I have a nested array in athena which looks like this:
[
{org=[..],auth={..}},{org=[..],auth={..}},{org=[..],auth={..}}
]
both the array and its contents are optional. I would like to unnest the org
and the auth
into seperate columns, but Iam unsure how to do this.
I have tried (apologies if the attempt is stupid):
SELECT exploded.org FROM "db"."table" a
cross join UNNEST(a.column_name) as exploded limit 10;
but this crashes.
EDIT:
I made progress by reading the docs and now I have this working nicely:
SELECT
id,
j_titles.exploded.org
FROM "db"."table" a
cross join UNNEST(a.authorships) as j_titles(exploded) limit 100;
but this produced a table with id
and org
except that the explosion meant that every exploded item is written as a seperate row. So I have:
id | org
1, [{}]
1, [{}]
1, [{}]
2, [{}]
2, [{}]
and for auth
I have:
id | org
1, {}
1, {}
1, {}
2, {}
2, {}
However, what I was expecting was:
id | org/auth
1, [{},{},{}]
2, [{},{},{}]
3, [{},{},{}]
4, [{},{},{}]
5, [{},{},{}]
Asuming your data is ARRAY(ROW(...))
then you need to specify all the columns the row contains in the alias since Trino unpacks the ROW
type (though in Presto as far as I remember rows are not unpacked so only single alias is needed as exploded(row_col)
):
SELECT *
FROM UNNEST(
ARRAY[
ROW('Java', 1995),
ROW('SQL' , 1974)]
) as t(language, first_appeared_year);
Output:
language | first_appeared_year |
---|---|
Java | 1995 |
SQL | 1974 |
So in your case something like:
as exploded (org, auth)
Note that you can chain unnests and unnest several arrays at a time if needed.

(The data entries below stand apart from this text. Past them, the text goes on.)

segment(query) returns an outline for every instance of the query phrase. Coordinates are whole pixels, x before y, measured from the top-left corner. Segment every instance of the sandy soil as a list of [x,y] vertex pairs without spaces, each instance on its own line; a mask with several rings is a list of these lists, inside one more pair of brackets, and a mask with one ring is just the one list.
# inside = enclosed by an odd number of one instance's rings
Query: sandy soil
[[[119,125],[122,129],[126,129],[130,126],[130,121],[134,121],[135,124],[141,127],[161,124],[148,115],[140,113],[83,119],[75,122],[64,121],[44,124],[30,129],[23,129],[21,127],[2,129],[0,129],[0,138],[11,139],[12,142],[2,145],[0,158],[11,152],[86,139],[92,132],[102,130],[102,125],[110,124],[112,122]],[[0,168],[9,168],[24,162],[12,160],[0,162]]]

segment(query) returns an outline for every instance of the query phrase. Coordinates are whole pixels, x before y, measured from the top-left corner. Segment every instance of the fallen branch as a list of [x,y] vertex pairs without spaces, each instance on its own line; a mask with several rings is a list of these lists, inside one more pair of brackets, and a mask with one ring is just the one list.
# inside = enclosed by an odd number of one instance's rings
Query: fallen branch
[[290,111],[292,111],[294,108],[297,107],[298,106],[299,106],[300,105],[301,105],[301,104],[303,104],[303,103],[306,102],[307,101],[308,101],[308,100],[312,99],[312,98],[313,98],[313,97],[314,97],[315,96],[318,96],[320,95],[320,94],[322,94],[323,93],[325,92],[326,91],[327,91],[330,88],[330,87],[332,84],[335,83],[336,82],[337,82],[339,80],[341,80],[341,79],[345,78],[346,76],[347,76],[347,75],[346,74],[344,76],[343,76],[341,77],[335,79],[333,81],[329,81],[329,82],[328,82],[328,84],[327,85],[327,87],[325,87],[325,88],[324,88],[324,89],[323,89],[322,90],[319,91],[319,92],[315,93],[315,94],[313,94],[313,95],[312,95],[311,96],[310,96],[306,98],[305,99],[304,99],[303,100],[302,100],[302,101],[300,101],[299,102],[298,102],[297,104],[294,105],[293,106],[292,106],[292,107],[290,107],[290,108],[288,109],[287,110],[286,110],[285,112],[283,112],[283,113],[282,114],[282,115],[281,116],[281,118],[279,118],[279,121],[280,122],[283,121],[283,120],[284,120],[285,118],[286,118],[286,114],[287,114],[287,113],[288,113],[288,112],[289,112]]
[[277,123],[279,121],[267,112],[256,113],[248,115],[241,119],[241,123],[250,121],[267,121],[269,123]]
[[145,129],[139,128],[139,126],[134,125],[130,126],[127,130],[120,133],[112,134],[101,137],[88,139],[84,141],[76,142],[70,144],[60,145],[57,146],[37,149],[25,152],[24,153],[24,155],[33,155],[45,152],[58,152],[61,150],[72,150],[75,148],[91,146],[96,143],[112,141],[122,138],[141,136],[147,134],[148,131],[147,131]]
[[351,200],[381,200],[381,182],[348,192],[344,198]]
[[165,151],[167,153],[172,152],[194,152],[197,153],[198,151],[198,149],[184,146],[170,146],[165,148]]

Something along these lines (not tested obviously, also note the short syntax for unnest
skipping the cross join
):
SELECT exploded.org
FROM "db"."table" a
, UNNEST(a.column_name) as exploded(orgs, auths)
, UNNEST(orgs, auths) as exploded2(org_col, auth_col) ;
UPD
Sample with your data:
-- sample data, ignore the json handling it is done to simplify data creation
with dataset (json_col) as (values (
json '[
{
"institutions": [
{
"country_code":"FR",
"ror":"https://ror.org/04xmteb38",
"id":"https://openalex.org/I4210158291",
"type":"facility",
"display_name":"Laboratoire Jacques-Louis Lions"
},
{
"country_code":"FR2",
"ror":"test2",
"id":"test2",
"type":"facility2",
"display_name":"Laboratoire SO Answer"
}
],
"author":{
"orcid":"https://orcid.org/0000-0001-5975-9271",
"id":"https://openalex.org/A5055801083",
"display_name":"Laurent Boudin"
},
"raw_affiliation_string":"Laboratoire Jacques-Louis Lions",
"author_position":"first",
"raw_affiliation_strings":[
"Laboratoire Jacques-Louis Lions"
],
"is_corresponding":"false",
"countries":[
"FR"
]
}
]')),
-- substitute for your table
some_table as (
select cast(json_col as
array(
row(
institutions array(row(country_code varchar, ror varchar, id varchar, type varchar, display_name varchar)),
author row(orcid varchar, id varchar, display_name varchar),
raw_affiliation_string varchar,
author_position varchar,
raw_affiliation_strings array(varchar),
is_corresponding boolean,
countries array(varchar))))
as column_name
from dataset
)
-- query
select t.author, institution.*
from some_table
, unnest(column_name) as t(institutions, author, raw_affiliation_string, author_position, raw_affiliation_strings, is_corresponding, countries)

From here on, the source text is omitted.